Rank of the Sum of Matrices

Let \(A\) and \(B\) be two matrices of rank \(m\) and \(n\) respectively. Let \(\{C_{a_k}\}_{k=1}^m\) and \(\{C_{b_k}\}_{k=1}^n\) denote the sets of basis for the column space of matrix \(A\) and \(B\) respectively. Each column of \(A\) is, thus, a linear combination of the elements in the set \(\{C_{a_k}\}_{k=1}^m\)and each column of \(B\) is a linear combination of the elements in the set \(\{C_{b_k}\}_{k=1}^n\). From this it follows that each column in \(A+B\) is a linear combination of the elements in the combined set \(\{C_{a_k}\}_{k=1}^m \cup \{C_{b_k}\}_{k=1}^n\). Let \(rank(C_A \cap C_B )\) denote the rank of the intersection of the column spaces of \(A\) and \(B\). Note that this is, informally, equal to the number of elements common to the sets \(\{C_{b_k}\}_{k=1}^n\) and \(\{C_{b_k}\}_{k=1}^n\).
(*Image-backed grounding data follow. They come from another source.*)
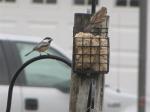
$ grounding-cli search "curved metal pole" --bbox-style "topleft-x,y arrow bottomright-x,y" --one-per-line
6,55 -> 72,112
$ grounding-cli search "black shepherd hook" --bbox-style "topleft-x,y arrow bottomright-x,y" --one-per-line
6,55 -> 71,112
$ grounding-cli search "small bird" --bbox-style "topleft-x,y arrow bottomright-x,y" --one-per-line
25,37 -> 53,56
84,7 -> 107,32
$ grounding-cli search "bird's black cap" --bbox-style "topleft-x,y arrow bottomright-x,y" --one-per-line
44,37 -> 53,40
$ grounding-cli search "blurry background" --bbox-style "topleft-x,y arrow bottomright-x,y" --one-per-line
1,0 -> 150,111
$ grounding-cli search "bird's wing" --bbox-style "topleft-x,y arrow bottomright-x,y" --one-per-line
34,42 -> 49,50
90,7 -> 107,24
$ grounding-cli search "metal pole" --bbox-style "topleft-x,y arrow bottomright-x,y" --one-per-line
138,0 -> 147,112
91,0 -> 96,14
6,55 -> 71,112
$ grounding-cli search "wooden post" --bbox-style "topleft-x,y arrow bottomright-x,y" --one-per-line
69,13 -> 108,112
70,13 -> 92,112
69,74 -> 105,112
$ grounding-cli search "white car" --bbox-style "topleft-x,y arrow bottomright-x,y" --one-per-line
0,34 -> 143,112
0,34 -> 71,112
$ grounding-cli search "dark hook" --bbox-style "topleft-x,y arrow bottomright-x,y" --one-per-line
6,55 -> 71,112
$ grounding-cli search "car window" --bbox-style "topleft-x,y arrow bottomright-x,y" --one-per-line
0,43 -> 9,84
16,42 -> 71,92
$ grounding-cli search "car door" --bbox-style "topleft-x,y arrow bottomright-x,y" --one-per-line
15,41 -> 71,112
0,41 -> 10,112
0,40 -> 23,112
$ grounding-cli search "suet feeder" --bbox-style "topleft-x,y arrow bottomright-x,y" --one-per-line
73,16 -> 109,75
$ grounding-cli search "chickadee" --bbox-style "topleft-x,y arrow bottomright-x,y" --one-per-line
25,37 -> 53,56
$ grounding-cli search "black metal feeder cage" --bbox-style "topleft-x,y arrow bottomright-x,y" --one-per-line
73,16 -> 110,75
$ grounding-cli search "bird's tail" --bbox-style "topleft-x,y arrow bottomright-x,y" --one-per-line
25,50 -> 34,56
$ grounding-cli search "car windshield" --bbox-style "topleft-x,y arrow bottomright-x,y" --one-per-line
16,41 -> 71,93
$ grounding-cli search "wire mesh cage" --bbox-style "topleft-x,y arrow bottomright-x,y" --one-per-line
73,33 -> 109,75
73,16 -> 109,75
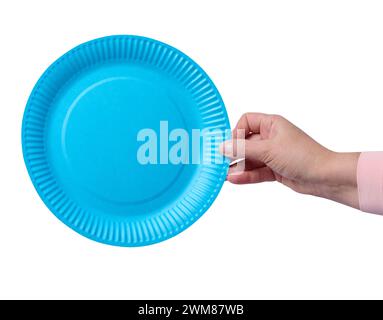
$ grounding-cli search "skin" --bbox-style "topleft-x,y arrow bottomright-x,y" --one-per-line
220,113 -> 360,209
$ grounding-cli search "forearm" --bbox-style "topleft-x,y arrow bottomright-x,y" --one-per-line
313,151 -> 360,209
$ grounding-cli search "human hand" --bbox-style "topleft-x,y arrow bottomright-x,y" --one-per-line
220,113 -> 360,209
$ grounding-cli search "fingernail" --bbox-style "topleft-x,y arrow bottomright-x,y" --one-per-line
228,160 -> 246,174
220,140 -> 233,155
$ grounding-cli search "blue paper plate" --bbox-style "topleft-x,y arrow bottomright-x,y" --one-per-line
22,35 -> 230,246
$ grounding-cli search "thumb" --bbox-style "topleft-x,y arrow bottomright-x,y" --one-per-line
219,138 -> 270,163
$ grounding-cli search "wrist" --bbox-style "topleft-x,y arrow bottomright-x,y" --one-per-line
314,151 -> 360,208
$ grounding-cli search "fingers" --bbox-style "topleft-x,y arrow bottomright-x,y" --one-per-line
220,138 -> 270,163
227,166 -> 276,184
220,134 -> 264,161
220,113 -> 276,185
233,112 -> 272,139
229,157 -> 264,172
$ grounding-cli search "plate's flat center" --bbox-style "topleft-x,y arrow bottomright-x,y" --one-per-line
63,76 -> 184,204
47,63 -> 199,216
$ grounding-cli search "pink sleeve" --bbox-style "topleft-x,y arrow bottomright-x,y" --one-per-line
357,152 -> 383,214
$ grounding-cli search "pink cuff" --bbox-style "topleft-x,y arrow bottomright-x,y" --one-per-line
357,152 -> 383,215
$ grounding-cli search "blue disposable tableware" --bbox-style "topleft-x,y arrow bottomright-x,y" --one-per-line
22,35 -> 230,246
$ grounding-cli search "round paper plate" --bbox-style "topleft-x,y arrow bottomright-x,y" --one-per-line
22,35 -> 230,246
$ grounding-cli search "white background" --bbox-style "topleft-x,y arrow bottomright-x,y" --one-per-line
1,0 -> 383,299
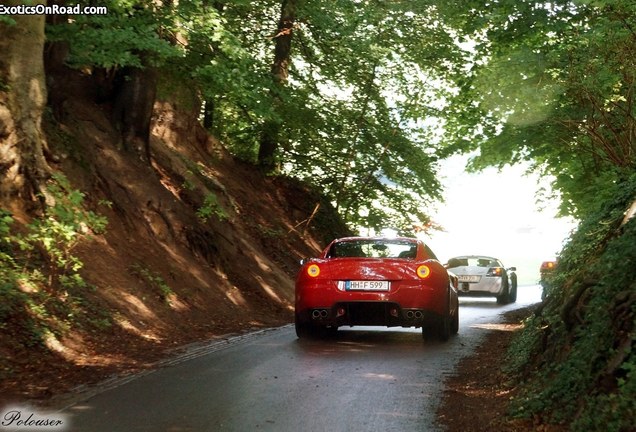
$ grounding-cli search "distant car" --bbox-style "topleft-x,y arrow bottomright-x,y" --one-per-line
295,237 -> 459,341
445,255 -> 517,304
539,260 -> 558,300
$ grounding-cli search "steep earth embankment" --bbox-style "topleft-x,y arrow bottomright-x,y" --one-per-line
0,69 -> 351,405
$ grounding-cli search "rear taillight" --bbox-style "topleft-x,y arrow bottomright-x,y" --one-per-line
307,264 -> 320,277
541,261 -> 556,271
486,267 -> 503,277
416,265 -> 431,279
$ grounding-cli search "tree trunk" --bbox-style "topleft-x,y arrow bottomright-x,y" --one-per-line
0,1 -> 52,211
258,0 -> 297,170
112,61 -> 158,164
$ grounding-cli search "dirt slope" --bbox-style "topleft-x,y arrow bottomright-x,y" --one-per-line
0,70 -> 351,405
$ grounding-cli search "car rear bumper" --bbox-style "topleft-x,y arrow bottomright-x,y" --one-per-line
296,301 -> 443,328
457,277 -> 504,297
295,279 -> 449,328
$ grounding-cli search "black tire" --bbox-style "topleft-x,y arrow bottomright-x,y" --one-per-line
496,278 -> 510,304
423,293 -> 451,342
423,315 -> 451,342
294,315 -> 314,339
508,273 -> 518,303
437,312 -> 451,341
451,306 -> 459,335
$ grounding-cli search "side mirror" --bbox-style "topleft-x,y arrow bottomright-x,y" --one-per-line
508,266 -> 517,271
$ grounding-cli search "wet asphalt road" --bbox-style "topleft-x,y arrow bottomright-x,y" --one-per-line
61,285 -> 543,432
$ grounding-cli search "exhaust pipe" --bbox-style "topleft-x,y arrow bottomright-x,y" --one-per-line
311,309 -> 329,319
414,311 -> 423,319
406,310 -> 415,319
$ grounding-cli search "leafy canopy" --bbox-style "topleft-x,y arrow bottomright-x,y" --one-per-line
48,0 -> 467,234
436,0 -> 636,220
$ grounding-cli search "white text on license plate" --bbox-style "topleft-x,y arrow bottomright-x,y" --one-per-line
343,280 -> 390,291
458,275 -> 481,283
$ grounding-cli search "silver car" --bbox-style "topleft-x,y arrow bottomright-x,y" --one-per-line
445,255 -> 517,304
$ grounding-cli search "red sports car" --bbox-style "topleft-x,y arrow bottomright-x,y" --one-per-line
294,236 -> 459,341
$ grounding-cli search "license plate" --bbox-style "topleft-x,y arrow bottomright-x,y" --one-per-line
458,275 -> 481,283
343,280 -> 390,291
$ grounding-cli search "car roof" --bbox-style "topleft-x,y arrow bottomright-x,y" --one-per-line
334,236 -> 417,240
333,236 -> 419,243
450,255 -> 500,261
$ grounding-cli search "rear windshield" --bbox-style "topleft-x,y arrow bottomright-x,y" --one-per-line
327,240 -> 419,259
447,257 -> 500,268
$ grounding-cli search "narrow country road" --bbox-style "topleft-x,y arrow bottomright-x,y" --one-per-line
61,285 -> 542,432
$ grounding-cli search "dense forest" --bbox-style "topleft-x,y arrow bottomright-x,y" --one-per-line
1,0 -> 634,430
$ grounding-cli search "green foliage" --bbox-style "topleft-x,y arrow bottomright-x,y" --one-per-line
0,16 -> 15,26
46,0 -> 180,69
49,0 -> 464,233
196,193 -> 228,222
0,174 -> 109,346
26,173 -> 108,278
129,263 -> 174,303
438,0 -> 636,221
506,174 -> 636,431
42,0 -> 636,232
274,1 -> 461,232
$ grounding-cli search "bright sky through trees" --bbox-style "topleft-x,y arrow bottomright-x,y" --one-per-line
425,155 -> 577,284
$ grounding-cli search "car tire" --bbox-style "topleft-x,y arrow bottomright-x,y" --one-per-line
295,315 -> 314,339
496,278 -> 510,304
436,312 -> 451,341
508,273 -> 518,303
423,295 -> 451,342
451,306 -> 459,335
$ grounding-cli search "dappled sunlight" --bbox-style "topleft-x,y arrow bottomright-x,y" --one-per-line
43,331 -> 151,368
113,314 -> 163,342
362,372 -> 396,380
166,293 -> 189,312
43,332 -> 68,358
16,278 -> 38,293
470,322 -> 524,332
153,164 -> 182,202
133,231 -> 225,299
225,285 -> 248,307
295,341 -> 368,355
253,253 -> 273,273
120,293 -> 159,321
252,274 -> 284,303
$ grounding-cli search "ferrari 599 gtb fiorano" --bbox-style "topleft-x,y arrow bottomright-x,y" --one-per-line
295,237 -> 459,341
Then:

$$ rank(A+B) \leqslant rank(A) + rank(B) - rank(C_A \cap C_B) $$

Similarly, letting \(R_A\) and \(R_B\) denote the row space of \(A\) and \(B\) respectively leads to:

$$ rank(A+B) \leqslant rank(A) + rank(B) - rank(R_A \cap R_B) $$

Now, because the rank due to the row space must be equal to the rank due to the column space, we have:

$$ rank(A+B) \leqslant rank(A) + rank(B) - max(rank(C_A \cap C_B),rank(R_A \cap R_B)) $$